Le rap et le football sont indissociables dans les cités parce qu’ils offrent à ceux qui y grandissent des exemples de réussite médiatisés qu’ils n’ont pas dans d’autres domaines. Certains deviennent médecins ou avocats, mais ils ne passent pas à la télévision. On les voit moins. Alors que pour un Sarcellois comme moi, voir un Philippe Christanval en équipe de France, c’était un choc. Gamin, il jouait dans le même club que moi!

Les mecs veulent tous la même chose

Aujourd’hui, j’ai l’impression que les petits sont plus inspirés par les rappeurs que par les footballeurs. En sport, on sait bien qu’il faut beaucoup de rigueur pour percer, passer par un centre de formation, faire ses preuves… On mesure la difficulté du processus. Dans la musique, il y a cette idée qu’on peut boire, fumer des joints et être au top quand même. C’est faux, bien sûr, je peux en témoigner, moi qui évolue de manière professionnelle dans ce milieu depuis plus de vingt ans. Mais cela donne davantage l’impression d’être facile. De manière générale, quand la réussite de quelqu’un du quartier est médiatisée, beaucoup essaient de l’imiter. Mohamed Dia a connu un beau succès avec la marque de vêtements qui portait son nom; eh bien, dans la foulée, tout le monde à Sarcelles voulait lancer sa marque de vêtements!

Ce que je regrette, c’est que nous nous mettions des œillères. J’étais au lycée avec Siramana Dembélé, qui a fait une jolie carrière de footballeur professionnel entre Nîmes, Setubal, le Standard de Liège. Après cela, il a passé ses diplômes d’entraîneur et, aujourd’hui, il est l’assistant de Sergio Conceição au FC Porto. C’est incroyable! Mais personne n’en parle chez nous. Il y a d’autres métiers liés au football et au rap que footballeur et rappeur, mais non, les mecs veulent tous la même chose. Cela me rappelle les parties en bas des tours quand tout le monde voulait être attaquant. Le gardien, il fallait le tirer au sort.

Les retrouvailles sarcelloises

A mon époque, il n’était pas si facile de faire la connexion avec le milieu du football. Moi, je suis supporter de l’AS Monaco depuis 1984. La date est importante: la France gagne l’Euro, 2-0 en finale contre l’Espagne. Tout le monde retient le but de Platini. Moi, je préfère celui de Bellone, je m’intéresse à lui, j’apprends qu’il joue à Monaco, donc je commence à suivre l’équipe.

En 1998, quand je sors mon premier album, Le Grand Schelem, le magazine L’Affiche me sollicite pour une interview «originale», mais les mecs n’ont pas trop d’idées… Direct, je pense à Monaco, où je n’ai encore jamais été. Nous sommes deux mois après la victoire des Bleus, il y a là-bas Thierry Henry, mais aussi Philippe Christanval… Je leur propose de faire les retrouvailles sarcelloises, il faut juste me payer l’avion. Et ils acceptent! Je me suis retrouvé dans les vestiaires de l’équipe, avec mon morceau diffusé à la mi-temps au stade, j’étais comme un fou.

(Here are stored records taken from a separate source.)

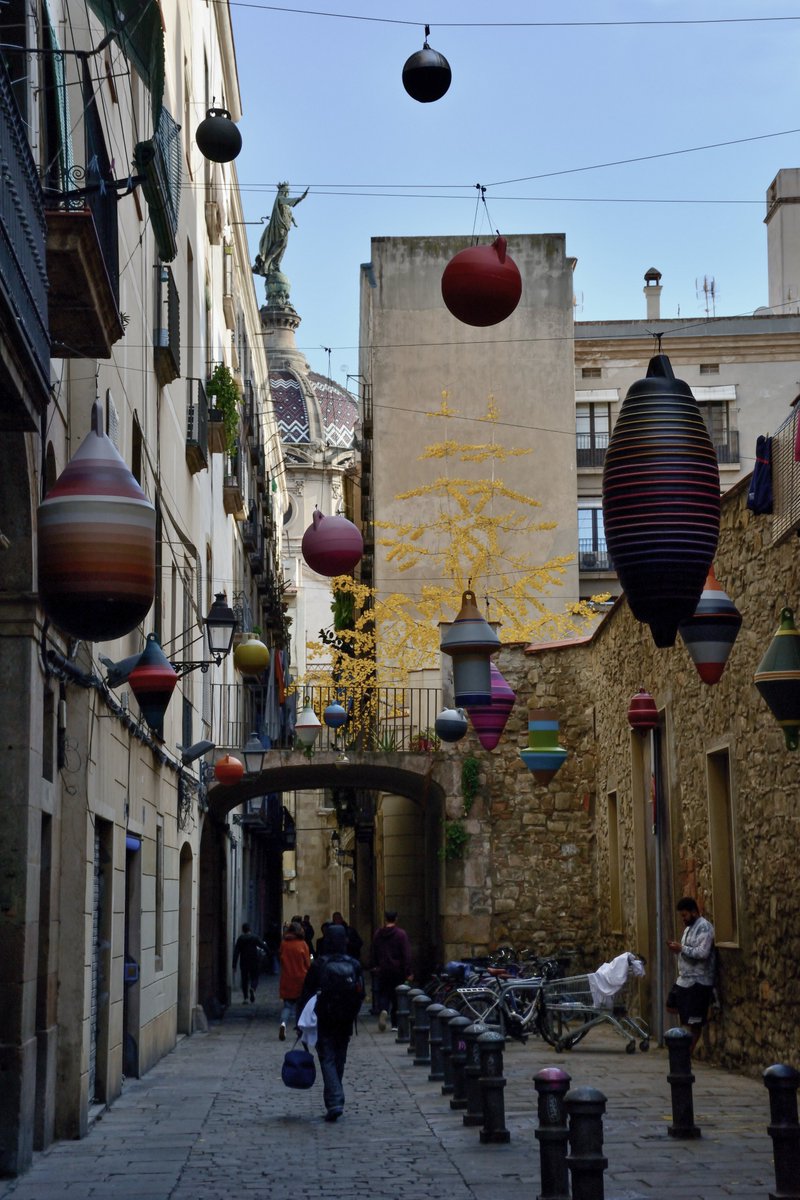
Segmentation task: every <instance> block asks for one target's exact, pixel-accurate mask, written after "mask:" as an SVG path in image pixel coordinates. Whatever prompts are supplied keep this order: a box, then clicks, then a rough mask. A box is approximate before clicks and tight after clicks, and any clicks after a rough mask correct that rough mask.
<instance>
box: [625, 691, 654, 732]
mask: <svg viewBox="0 0 800 1200" xmlns="http://www.w3.org/2000/svg"><path fill="white" fill-rule="evenodd" d="M627 721H628V725H630V726H631V728H632V730H634V731H636V732H637V733H640V734H642V737H644V734H645V733H649V732H650V730H655V728H656V726H657V724H658V709H657V708H656V702H655V700H654V698H652V696H651V695H650V692H649V691H645V690H644V688H639V690H638V691H637V694H636V696H634V697H633V700H632V701H631V703H630V706H628V709H627Z"/></svg>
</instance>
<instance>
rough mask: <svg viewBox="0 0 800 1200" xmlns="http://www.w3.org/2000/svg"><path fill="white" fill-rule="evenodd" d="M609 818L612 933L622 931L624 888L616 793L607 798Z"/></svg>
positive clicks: (608, 896)
mask: <svg viewBox="0 0 800 1200" xmlns="http://www.w3.org/2000/svg"><path fill="white" fill-rule="evenodd" d="M607 802H608V806H607V816H608V906H609V913H608V914H609V919H610V928H612V932H614V934H618V932H621V929H622V888H621V871H620V857H619V821H618V814H616V792H609V793H608V796H607Z"/></svg>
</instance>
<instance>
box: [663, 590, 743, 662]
mask: <svg viewBox="0 0 800 1200" xmlns="http://www.w3.org/2000/svg"><path fill="white" fill-rule="evenodd" d="M740 628H741V613H740V612H739V610H738V608H736V606H735V604H734V602H733V600H732V599H730V596H729V595H727V593H726V592H724V589H723V588H722V587H721V586H720V583H718V582H717V578H716V576H715V574H714V568H710V570H709V575H708V578H706V581H705V587H704V588H703V594H702V595H700V601H699V604H698V606H697V608H696V610H694V613H693V616H692V617H690V618H688V620H681V623H680V625H679V626H678V630H679V632H680V636H681V637H682V640H684V644H685V646H686V649H687V650H688V653H690V655H691V659H692V662H693V664H694V666H696V667H697V673H698V674H699V677H700V679H702V680H703V683H708V684H715V683H718V682H720V679H721V678H722V672H723V671H724V668H726V664H727V661H728V659H729V656H730V650H732V649H733V643H734V642H735V641H736V637H738V635H739V630H740Z"/></svg>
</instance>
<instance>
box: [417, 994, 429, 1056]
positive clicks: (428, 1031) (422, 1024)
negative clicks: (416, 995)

Aujourd’hui, c’est beaucoup plus facile. Les rappeurs lâchent le nom d’un footballeur qu’ils aiment bien dans un morceau en espérant qu’il réagisse, et souvent ça marche, car il y a un socle culturel commun.

Je n’ai jamais quitté Sarcelles. Ces vingt dernières années, la ville a beaucoup changé sur le plan architectural, mais la mentalité est restée la même. Il subsiste cette fierté liée au quartier et cette ambition. La vedette aujourd’hui, c’est Riyad Mahrez, qui vient de gagner la Coupe d’Afrique des nations avec l’Algérie. Je connais même des Sénégalais dégoûtés d’avoir perdu la finale mais contents pour le petit gars du coin qui l’a gagnée avec l’équipe d’en face. Parce que ce sont des histoires comme celle-ci qui nous rappellent que tout est possible.»